Чтобы просить милостыню, дед Шумила придумал себе историю: он де прежде когда-то был богатым купцом, а потом пропился и проигрался. Дед был молодым парнем в "бунташный век", при нем в Москве били в набат против Самозванца, по Руси ходили войска иноземцев и шайки крамольников. Шумила мог бы немало подыскать поводов для разорения своего воображаемого купца, а остановился на самом незатейливым. Не повод занимал его ум. Мыслей о том, чтобы поставить разорение своего купца в вину обществу, не могло родиться в его седой голове в те века, когда судьба человека мыслилась изначально данной ему богом. Суть была в другом: купец имел богатства - стал нищим, был именит - сделался безвестен, семейный - стал одинок, жил в чести - оказался поруган, ходил в дорогих платьях - носит лохмотья.
Обездоленность купца была изнаночной стороной благопристойного и осмысленного мира Московии. Дед Шумила в своей вымышленной судьбе рисовал все тот же кромешный мир, откуда он был родом.
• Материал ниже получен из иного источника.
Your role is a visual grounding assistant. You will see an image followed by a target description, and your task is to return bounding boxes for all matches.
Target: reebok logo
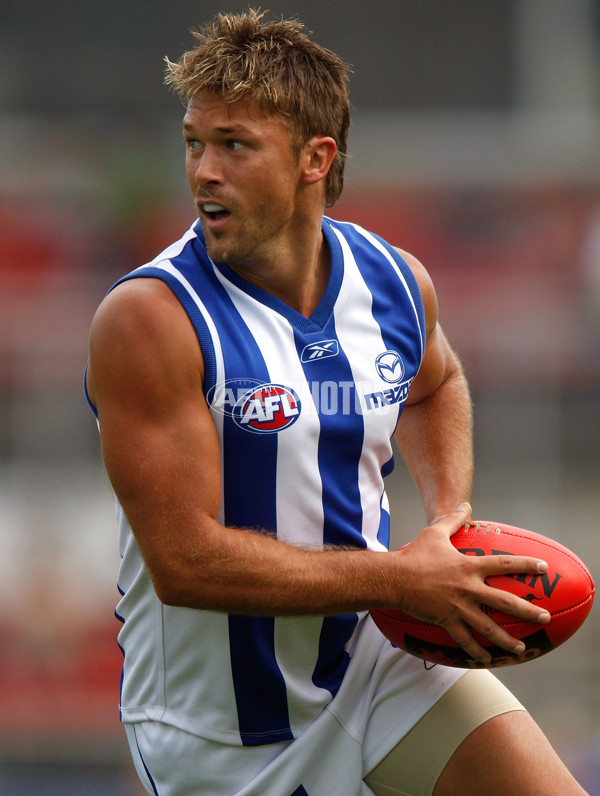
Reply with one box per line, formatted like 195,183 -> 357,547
300,340 -> 340,362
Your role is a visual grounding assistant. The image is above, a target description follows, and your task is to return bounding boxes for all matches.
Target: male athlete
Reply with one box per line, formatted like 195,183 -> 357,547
87,11 -> 583,796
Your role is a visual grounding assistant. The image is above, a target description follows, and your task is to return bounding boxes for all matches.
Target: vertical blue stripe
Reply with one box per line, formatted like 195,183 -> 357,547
229,615 -> 294,746
188,271 -> 293,746
133,233 -> 293,745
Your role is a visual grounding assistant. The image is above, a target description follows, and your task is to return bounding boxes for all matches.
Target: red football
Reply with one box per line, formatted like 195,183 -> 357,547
371,522 -> 594,668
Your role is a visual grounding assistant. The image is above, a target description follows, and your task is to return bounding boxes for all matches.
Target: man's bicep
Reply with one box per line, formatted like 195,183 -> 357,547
90,284 -> 220,544
406,325 -> 457,405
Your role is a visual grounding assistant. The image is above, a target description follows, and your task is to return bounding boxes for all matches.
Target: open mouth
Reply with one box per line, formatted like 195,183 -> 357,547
201,202 -> 231,221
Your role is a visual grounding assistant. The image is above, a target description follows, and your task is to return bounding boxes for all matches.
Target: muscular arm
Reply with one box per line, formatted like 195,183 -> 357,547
88,279 -> 552,657
88,279 -> 395,615
396,252 -> 473,522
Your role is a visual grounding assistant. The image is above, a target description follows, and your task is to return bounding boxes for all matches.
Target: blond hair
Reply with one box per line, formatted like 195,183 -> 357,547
165,9 -> 350,207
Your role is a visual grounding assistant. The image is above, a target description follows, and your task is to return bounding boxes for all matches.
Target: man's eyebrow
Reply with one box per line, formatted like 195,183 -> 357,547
183,122 -> 252,135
Присев на ступеньку церковной паперти, он каждый день еще с заутрени высоким голосом бахаря заводил для прихожан свою повесть о сошествии в изнаночный мир, в кромешный мир человеческого общества.
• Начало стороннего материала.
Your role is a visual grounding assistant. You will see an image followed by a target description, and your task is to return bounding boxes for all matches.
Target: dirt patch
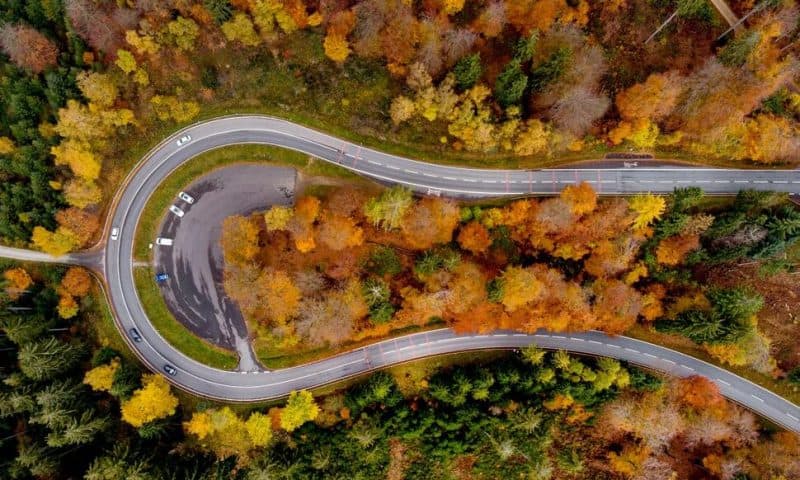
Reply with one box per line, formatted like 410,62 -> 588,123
703,263 -> 800,370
С тех пор минул год. В ночь под Рождество Михал, в своей накладной рыжей бороде, уже хорошо пьяный, сидя за кабацким столом, с удовольствием выпевал.
-Пойду домой
С хмельной головой
Да зарежу кота...
Он запнулся на миг, будто бы ища себе оправдания, и закончил:
-Бо мой кот - сирота!
Дед Шумила, опираясь на стол и изумленно задирая брови, возразил:
-Нет, Михал... Нет, ты мне скажи... Как я тебя помню, ты всегда поешь эту песню. А теперь я хочу знать, почему, коли он сирота, то его надо резать? Ты мне это скажи, я не понимаю.
Тут дед хотел опустить голову на руки, но в последний миг его мохнатые брови снова задрались вверх, а лицо озарилось догадкой:
-Эге! Ты его зарежешь, чтобы твой кот зря не мучился, да? Правду я говорю? На что ему жить для сиротской доли?
Но дядька Михал несогласно затряс головой:
-Не то говоришь, дед. Я зарежу кота, бо он... да коли он сирота, то, выходит, его никому не жалко. Поэтому и поется: зарежу кота. А ты что городишь?